Even with the upgrade, however, no right-minded coach puts Chatman in that situation for his first meaningful action in nearly two seasons. Fortunately for the Wolverines, Chatman had been there before. Sort of.

“As soon as he got it, I knew it was going in,” said Abdur-Rahkman. “He’s always hitting shots at the buzzer in (in-practice) games. He just has that fearless mentality.”

In his fall from prominence, Chatman had become something of a gym rat. Going to extra practices with Caris LeVert, battling Dawkins for minutes in practice and getting kicked out of the gym for overworking on his own, the sophomore saw a path back onto the court, and was determined to take it or fail trying.

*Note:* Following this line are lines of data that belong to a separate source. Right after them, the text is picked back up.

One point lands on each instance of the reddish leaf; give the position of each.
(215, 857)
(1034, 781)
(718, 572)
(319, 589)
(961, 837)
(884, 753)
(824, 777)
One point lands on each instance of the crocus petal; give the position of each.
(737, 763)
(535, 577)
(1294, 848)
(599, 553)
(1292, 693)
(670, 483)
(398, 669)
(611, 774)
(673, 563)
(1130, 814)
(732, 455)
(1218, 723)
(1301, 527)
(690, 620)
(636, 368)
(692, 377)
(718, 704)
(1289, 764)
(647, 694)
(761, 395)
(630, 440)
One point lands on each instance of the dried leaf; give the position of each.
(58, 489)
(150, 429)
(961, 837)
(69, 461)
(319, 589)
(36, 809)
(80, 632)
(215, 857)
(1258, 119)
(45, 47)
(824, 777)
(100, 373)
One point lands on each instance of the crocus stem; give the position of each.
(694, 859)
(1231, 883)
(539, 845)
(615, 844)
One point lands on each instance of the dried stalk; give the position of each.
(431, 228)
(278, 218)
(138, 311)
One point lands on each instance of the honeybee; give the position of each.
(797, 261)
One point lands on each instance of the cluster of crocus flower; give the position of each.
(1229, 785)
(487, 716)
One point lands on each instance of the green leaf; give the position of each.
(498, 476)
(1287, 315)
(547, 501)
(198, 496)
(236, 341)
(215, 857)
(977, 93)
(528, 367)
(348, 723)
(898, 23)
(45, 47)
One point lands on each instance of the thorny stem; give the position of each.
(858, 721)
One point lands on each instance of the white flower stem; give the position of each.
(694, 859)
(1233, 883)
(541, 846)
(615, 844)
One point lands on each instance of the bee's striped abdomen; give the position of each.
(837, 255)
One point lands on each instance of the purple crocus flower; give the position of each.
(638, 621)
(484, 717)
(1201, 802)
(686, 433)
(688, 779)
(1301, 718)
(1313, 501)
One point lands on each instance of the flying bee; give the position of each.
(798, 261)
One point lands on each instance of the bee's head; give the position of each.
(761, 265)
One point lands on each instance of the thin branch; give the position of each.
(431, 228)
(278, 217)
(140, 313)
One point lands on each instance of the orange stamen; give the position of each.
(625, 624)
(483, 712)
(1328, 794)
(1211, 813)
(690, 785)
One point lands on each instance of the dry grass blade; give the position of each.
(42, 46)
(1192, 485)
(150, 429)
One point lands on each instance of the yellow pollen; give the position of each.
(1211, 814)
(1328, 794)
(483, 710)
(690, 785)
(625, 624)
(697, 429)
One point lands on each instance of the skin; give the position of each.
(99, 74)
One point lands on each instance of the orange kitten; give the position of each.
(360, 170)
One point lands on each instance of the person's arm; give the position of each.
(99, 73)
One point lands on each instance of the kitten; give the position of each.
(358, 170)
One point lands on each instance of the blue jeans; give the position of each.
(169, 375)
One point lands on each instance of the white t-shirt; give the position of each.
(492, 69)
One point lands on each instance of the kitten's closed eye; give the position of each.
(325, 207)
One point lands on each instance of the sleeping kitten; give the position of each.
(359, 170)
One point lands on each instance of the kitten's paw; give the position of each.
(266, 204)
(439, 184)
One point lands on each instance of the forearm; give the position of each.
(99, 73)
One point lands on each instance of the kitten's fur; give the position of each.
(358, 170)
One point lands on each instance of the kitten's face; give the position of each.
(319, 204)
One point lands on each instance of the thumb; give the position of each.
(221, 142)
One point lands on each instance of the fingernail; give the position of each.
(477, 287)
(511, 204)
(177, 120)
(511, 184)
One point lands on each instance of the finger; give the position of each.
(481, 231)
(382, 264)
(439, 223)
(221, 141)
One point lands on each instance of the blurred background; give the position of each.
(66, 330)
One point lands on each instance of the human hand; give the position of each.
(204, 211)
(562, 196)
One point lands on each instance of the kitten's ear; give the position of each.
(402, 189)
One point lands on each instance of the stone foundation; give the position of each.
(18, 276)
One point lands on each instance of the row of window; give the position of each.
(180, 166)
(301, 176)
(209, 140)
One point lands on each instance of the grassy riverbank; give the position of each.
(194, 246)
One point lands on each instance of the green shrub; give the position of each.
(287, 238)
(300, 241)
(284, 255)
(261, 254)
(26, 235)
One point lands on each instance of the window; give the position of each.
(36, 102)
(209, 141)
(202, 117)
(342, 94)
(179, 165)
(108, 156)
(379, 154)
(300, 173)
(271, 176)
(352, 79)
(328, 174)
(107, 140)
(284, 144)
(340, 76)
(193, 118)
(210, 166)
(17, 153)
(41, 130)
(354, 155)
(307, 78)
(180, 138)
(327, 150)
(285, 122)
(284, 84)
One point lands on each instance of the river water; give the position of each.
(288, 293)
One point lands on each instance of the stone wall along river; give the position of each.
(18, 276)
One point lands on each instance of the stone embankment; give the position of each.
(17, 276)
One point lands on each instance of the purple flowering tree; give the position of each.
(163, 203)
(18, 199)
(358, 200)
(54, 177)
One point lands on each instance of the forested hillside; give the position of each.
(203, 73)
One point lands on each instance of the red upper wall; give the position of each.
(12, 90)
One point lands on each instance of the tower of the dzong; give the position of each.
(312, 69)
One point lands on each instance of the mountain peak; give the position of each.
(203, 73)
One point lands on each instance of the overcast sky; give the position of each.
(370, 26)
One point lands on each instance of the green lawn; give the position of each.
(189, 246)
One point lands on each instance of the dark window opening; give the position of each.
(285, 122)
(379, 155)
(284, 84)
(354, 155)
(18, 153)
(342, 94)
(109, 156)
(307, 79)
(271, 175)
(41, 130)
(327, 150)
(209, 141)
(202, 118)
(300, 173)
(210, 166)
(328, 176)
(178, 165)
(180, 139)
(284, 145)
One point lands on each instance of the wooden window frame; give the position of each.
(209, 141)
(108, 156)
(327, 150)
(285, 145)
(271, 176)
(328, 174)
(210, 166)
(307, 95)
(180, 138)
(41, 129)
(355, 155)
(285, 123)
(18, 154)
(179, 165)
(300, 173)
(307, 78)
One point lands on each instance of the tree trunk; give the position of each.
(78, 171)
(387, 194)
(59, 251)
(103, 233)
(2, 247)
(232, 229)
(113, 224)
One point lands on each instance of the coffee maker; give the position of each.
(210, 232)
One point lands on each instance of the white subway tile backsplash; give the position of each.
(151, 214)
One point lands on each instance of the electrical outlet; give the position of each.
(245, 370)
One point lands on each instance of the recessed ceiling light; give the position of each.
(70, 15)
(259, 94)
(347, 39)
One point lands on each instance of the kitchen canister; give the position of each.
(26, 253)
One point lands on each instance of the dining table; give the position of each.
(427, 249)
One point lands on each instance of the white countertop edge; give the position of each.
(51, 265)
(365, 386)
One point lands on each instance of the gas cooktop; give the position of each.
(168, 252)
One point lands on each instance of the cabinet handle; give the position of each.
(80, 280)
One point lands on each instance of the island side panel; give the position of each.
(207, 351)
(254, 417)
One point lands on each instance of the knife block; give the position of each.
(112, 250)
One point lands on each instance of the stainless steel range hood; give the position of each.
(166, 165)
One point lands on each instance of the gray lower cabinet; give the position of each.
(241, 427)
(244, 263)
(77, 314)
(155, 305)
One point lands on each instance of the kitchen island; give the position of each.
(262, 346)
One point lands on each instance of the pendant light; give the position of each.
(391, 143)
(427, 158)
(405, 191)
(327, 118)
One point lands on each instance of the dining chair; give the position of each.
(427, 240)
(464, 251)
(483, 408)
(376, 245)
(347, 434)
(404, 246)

So though he had done little to write home about all season, Beilein called Chatman’s name with Michigan’s season hanging in the balance. The Wolverines trailed by two with a minute left with NCAA tournament implications on the line, but they simply needed a body.

Instead, Chatman etched his name in Michigan lore, holding onto a pass Walton would later admit he wanted back for as long as he could before lobbing a corner three that not only went in, but may have put the Wolverines in the tournament as well.

“When you give to basketball, basketball gives back. We’re all so happy for him.”

“Nobody’s more deserving than him,” Dawkins said. “Just to persevere, to fight through everything he’s been through … you can’t teach that. His attitude to be great is unmatched.

“When you give to basketball, basketball gives back. We’re all so happy for him.”

Now a household name among even casual Michigan fans, Chatman has an opportunity to flip the script on his career in Ann Arbor. He can be the five-star prospect he was supposed to be, linger as a bench player, or form a new legacy altogether.

“The great thing about Kam is that he’s got a humble spirit,” said Michigan coach LaVall Jordan. “He knows what he needs to work on, he works his tail off, and he’s just stuck with us. And we stuck with him. So I was just happy for him to have that moment after a long process of just believing in each other.”

Where Chatman’s career goes from here is unclear, and where the Wolverines go may be even less clear. But on Friday, both were more than happy to bask in their glory, whether they were supposed to have it or not.

“I hesitated a little bit,” Chatman said. “But then I (saw) how much time was left, and I was like, ‘Oh, I’ve gotta shoot this one. And when it left, it felt good. When it went in, it felt good as well.”